Partilileri Kürtçe selamlayarak konuşmasına başlayan Gülten Kışanak, ülkede demokrasi eksikliğinin olduğunu söyledi. Kışanak, "Gerçek demokrasiyi inşa edersek, cumhuriyeti koruyabiliriz. Bunun dışındakiler, bu cumhuriyetin projesinin altına dinamit koyan yaklaşımlardır. Hz. Mevlana'nın, büyük düşünürün memleketinden tüm Türkiye'ye sesleniyorum; Gelin hep beraber el ele verilim, demokratik bir cumhuriyeti inşa edelim" dedi.

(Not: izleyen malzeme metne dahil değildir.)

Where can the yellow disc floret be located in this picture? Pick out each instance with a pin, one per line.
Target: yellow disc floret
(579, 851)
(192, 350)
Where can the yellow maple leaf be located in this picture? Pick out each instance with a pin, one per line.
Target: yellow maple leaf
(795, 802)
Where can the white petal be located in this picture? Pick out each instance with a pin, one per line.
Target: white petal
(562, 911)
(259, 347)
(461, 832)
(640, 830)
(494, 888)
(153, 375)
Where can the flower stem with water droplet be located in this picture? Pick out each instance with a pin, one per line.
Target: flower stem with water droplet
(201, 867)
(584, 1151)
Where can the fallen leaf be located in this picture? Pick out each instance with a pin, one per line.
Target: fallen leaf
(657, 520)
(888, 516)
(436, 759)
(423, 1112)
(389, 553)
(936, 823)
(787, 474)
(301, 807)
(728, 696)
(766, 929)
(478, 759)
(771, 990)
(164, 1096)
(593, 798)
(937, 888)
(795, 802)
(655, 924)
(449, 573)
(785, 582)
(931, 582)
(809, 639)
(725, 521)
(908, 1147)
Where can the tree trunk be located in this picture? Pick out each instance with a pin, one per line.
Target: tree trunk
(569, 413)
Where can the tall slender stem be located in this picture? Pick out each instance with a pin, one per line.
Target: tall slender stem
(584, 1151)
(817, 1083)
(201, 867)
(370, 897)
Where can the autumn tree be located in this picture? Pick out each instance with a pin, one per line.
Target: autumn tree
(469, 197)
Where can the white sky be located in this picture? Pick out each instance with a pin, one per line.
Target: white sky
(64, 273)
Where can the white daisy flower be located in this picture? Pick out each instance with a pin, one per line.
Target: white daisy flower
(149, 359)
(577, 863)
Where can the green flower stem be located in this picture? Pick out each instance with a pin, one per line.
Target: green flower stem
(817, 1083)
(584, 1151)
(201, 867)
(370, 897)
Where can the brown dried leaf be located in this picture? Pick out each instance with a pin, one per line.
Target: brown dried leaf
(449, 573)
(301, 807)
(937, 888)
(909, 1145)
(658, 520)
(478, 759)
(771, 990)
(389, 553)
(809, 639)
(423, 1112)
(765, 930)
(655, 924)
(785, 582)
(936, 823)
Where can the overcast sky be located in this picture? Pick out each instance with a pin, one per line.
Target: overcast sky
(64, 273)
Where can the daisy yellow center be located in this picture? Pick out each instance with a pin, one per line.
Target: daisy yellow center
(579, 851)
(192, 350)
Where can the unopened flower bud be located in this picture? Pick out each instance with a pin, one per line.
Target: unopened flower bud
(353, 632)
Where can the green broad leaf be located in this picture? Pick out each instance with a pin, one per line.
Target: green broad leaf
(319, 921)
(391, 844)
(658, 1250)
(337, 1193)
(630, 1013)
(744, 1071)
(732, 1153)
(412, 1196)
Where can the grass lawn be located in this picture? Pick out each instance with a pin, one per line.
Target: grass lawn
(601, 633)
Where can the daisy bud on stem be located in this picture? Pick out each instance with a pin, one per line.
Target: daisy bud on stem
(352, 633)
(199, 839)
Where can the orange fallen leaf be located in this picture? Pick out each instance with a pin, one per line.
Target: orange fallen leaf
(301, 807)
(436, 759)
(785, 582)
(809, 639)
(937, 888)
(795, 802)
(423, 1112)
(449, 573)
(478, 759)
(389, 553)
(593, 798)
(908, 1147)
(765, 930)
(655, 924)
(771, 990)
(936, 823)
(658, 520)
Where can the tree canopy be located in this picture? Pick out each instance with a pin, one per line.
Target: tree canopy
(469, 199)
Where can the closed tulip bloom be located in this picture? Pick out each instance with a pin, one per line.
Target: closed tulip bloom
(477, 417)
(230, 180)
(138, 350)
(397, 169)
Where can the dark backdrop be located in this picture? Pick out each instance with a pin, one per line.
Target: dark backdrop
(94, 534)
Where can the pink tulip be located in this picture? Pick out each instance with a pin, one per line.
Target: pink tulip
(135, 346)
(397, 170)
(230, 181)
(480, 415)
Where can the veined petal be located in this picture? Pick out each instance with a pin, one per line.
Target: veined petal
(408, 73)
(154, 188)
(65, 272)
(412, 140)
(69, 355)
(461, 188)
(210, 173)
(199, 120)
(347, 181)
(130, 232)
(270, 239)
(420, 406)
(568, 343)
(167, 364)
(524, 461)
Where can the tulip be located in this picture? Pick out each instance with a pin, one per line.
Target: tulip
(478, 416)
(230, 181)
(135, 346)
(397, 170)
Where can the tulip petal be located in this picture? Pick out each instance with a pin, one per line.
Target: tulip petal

AK Parti hükümetini ve KCK operasyonlarını eleştiren Kışanak, şunları söyledi:

"AK Parti hükümeti, emanet aldığı bu oyların gereğini yerine getirmemiştir. Halka verdiği umudu boşa çıkartmıştır. Bugün cezaevlerinde 10 bini aşkın politik Kürt tutsak var. Bu Türkiye Cumhuriyeti tarihinin en büyük siyasi operasyonudur. Sorumlusu, suçlusu da faşizan zihniyetli AK Parti hükümetidir. Hem 'Kürt sorununu çözeceğim' diyeceksin, Kürtlerden utanmadan oy isteyeceksin, hem de 10 bin Kürt'ü, sorgusuz, sualsiz cezaevine koyacaksın. Üstelik pervasız bir şekilde."

KUVVETLER AYRILIĞI

Başbakan Erdoğan'ı da eleştiren Kışanak, konuşmasına şöyle devam etti:

"Bu hükümetin başbakanından, bakanlarına kadar, bu hükümete bağlı medyadan, yandaş basına kadar hepsi açıkça yazıyorlar. Neymiş efendim, KCK adı altında yürütülen operasyonlar, Milli Güvenlik Kurulu'nda konuşulmuş, devletin bütün kurumları bunun üzerine mutabakata varmış. AK Parti hükümeti de bu tutuklamaları hayata geçirmiş. Böyle bir demokrasi olabilir mi? Bir siyasi partiye karşı, bir demokratik mücadeleye karşı sen iktidar olarak, oturacaksın askerinle, MİT'inle, istihbaratınla, bakanlarınla planlama yapacaksın, yargıya da talimat vereceksin, 'Bunları cezaevine doldur' diyeceksin. Sonra da bu rejimin adına demokrasi diyeceksin. Ortada demokrasi falan yok. Ortada açıkça Başbakan'ın artık ilan etmekten de imtina etmediği otoriter rejim var. Başbakan zaten 'Bu kuvvetler ayrılığı benim ayağıma bağ oluyor, istediğimi yapamıyorum' diyor. Ancak biz biliyoruz ki, söz konusu Kürtler olunca, ortada kuvvetler ayrılığı falan kalmıyor. Hep beraber el birliğiyle oturup, konuşup, planlayıp hayata geçiriyorlar. Onlar sonra da Kürtlere 'Biz çözmek istiyoruz, siz savaştan yanasınız' diyorlar. İşte çok acık ve net ortadadır. KCK operasyonları Kürt halkını savaş politikalarına teşvik eden devletin operasyonlarıdır. KCK operasyonları gerçekten de bu iktidarın çözüm konusunda iradesinin kalmadığını gösteren birinci kırılma noktasıydı. 4 yıl boyunca bunda ısrar ettiler."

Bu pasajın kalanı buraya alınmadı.